Inmaculada Pérez Garro, Director of Digital Health at GMV, stated during her participation in the Infoday that "the application of natural language processing (NLP) technologies in the healthcare environment is a means to streamline care processes between the public and professionals. This technology will improve accessibility to healthcare services and, consequently, contribute to the sustainability of healthcare services, especially in primary care.”
Another use case developed by GMV is focused on analyzing medical images using AI. The automatic processing with AI of simple chest X-rays and lumbar magnetic resonance imaging has achieved useful results both for screening, to identify individuals at high risk of acquiring a disease or disorder, and for getting a second opinion. Similarly, the analytical tools developed to identify patients at higher risk of hospitalization or readmission after discharge will contribute to higher-quality healthcare and optimal resource management. They are also of highly useful in conducting screenings in emergency departments.
In the AI application developed to detect rare diseases, combinations of signs and symptoms have been identified that, individually, would not lead to early diagnosis. However, when certain sequences and associations are performed with advanced analytics, early diagnosis and treatment can be implemented, while achieving more accurate tests.
In her presentation during the Infoday, Inmaculada Pérez Garro also emphasized that “healthcare services should rely on the analysis of data from the public and patients to prescribe services aimed at more personalized and precise medicine, while being sustainable thanks to the digital transformation.” According to her, the MedP-Big Data project has been of outstanding value in establishing the cycle of AI development and implementation in current healthcare services. She considers it is essential for there to be ongoing cooperation between the two autonomous communities and their healthcare systems with technology companies and specialized professionals: technology teams, healthcare professionals (doctors, nurses, psychologists, nutritionists), and sports professionals, etc. It serves as an example of a high-priority national project. “The digitization of healthcare centers means that professionals can use of intelligent decision support systems and continuously monitor patients both at the centers and elsewhere. And of course, in prevention, it serves as a health promotion school for the public in general."

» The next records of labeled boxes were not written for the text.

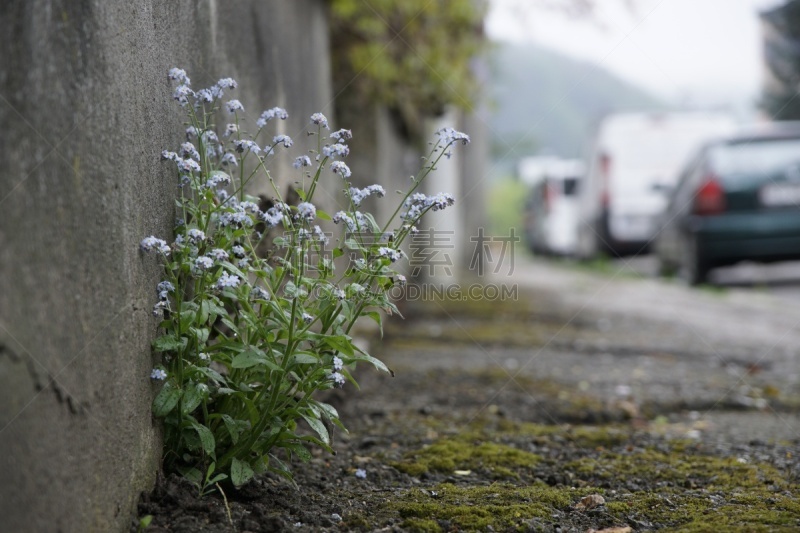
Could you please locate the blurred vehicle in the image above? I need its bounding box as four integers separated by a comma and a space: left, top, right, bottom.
577, 112, 735, 259
524, 160, 584, 255
655, 123, 800, 285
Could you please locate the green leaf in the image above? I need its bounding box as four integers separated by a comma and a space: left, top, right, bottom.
283, 281, 299, 298
192, 422, 216, 457
152, 335, 188, 352
153, 381, 183, 418
284, 443, 311, 463
222, 316, 239, 334
356, 352, 394, 377
364, 311, 383, 337
189, 328, 209, 345
231, 457, 255, 488
294, 352, 319, 365
302, 414, 331, 445
195, 366, 228, 385
315, 401, 339, 419
200, 300, 211, 324
231, 348, 281, 370
181, 384, 204, 414
222, 261, 247, 280
178, 467, 203, 487
222, 415, 241, 445
322, 335, 355, 357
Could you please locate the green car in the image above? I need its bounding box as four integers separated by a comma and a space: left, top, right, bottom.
655, 122, 800, 285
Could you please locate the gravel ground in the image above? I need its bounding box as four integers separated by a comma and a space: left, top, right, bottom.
131, 260, 800, 532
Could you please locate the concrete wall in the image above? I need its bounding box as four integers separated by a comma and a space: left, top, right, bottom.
0, 0, 331, 532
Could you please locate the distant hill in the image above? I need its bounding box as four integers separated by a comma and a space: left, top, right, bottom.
490, 43, 665, 171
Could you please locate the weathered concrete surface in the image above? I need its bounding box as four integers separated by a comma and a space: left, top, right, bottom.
0, 0, 331, 532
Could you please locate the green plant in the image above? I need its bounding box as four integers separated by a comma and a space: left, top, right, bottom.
140, 69, 469, 486
330, 0, 487, 141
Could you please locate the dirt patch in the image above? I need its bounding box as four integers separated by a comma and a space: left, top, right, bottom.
131, 288, 800, 532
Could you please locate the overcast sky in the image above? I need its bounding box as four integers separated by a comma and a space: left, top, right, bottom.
486, 0, 782, 107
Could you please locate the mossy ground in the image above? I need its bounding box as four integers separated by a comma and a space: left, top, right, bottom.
134, 288, 800, 533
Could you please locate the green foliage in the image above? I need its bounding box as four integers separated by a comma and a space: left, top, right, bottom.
141, 69, 469, 486
331, 0, 485, 137
761, 2, 800, 120
487, 178, 529, 236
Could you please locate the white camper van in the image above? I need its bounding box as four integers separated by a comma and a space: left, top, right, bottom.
577, 112, 736, 259
521, 159, 584, 256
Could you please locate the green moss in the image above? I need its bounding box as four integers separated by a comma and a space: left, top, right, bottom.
382, 420, 800, 532
392, 434, 541, 479
564, 445, 800, 532
390, 483, 585, 531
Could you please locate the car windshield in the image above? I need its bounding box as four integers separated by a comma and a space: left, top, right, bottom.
711, 139, 800, 178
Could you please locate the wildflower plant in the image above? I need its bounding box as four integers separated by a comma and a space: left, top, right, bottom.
140, 68, 469, 493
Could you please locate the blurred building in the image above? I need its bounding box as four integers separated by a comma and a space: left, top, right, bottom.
760, 0, 800, 120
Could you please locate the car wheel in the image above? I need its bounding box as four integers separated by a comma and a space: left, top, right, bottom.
658, 256, 677, 278
680, 235, 711, 286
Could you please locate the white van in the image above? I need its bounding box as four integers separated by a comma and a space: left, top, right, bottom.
524, 159, 584, 256
577, 112, 736, 259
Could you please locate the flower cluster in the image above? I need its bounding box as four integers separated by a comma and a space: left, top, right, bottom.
348, 185, 386, 207
400, 192, 456, 221
139, 68, 469, 486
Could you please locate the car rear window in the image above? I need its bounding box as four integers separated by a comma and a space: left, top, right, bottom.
711, 139, 800, 178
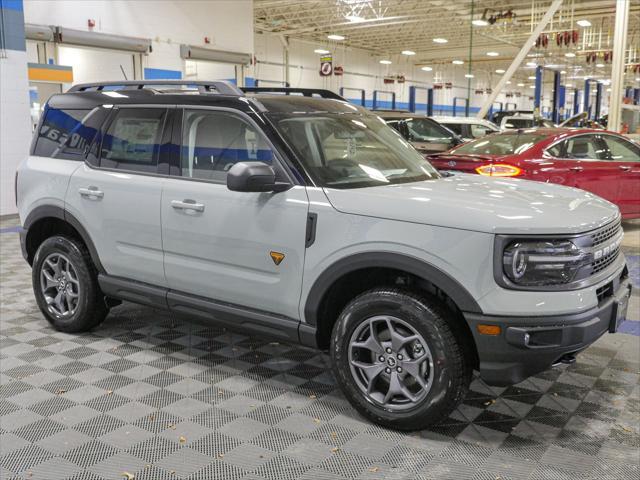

The project has brought together many use cases, and now the task is to determine whether they should be implemented. The Canary Islands Health Service and the Department of Universal Health and Public Health of the Valencian Generalitat are interested in sharing the results gathered with other communities. Consequently, the Barcelona Supercomputing Center (BSC), in coordination with the Secretary of State for Digitalization and Artificial Intelligence, has promoted the Infodays in different autonomous communities to publicize the opportunities provided by NLP-based tools to improve healthcare quality and efficiency.
(*) The Medicina Personalizada Big Data project, as part of the Public Procurement of Innovation through the FID Salud Program, has been co-funded by the European Regional Development Fund (ERDF) with 85% of the budgeted 3,833,774 euros for the Canary Islands Health Service, and 50% of the budgeted 2,000,000 euros for the Generalitat through a grant from the Ministry of Science and Innovation totaling 4,258,707.90 euros.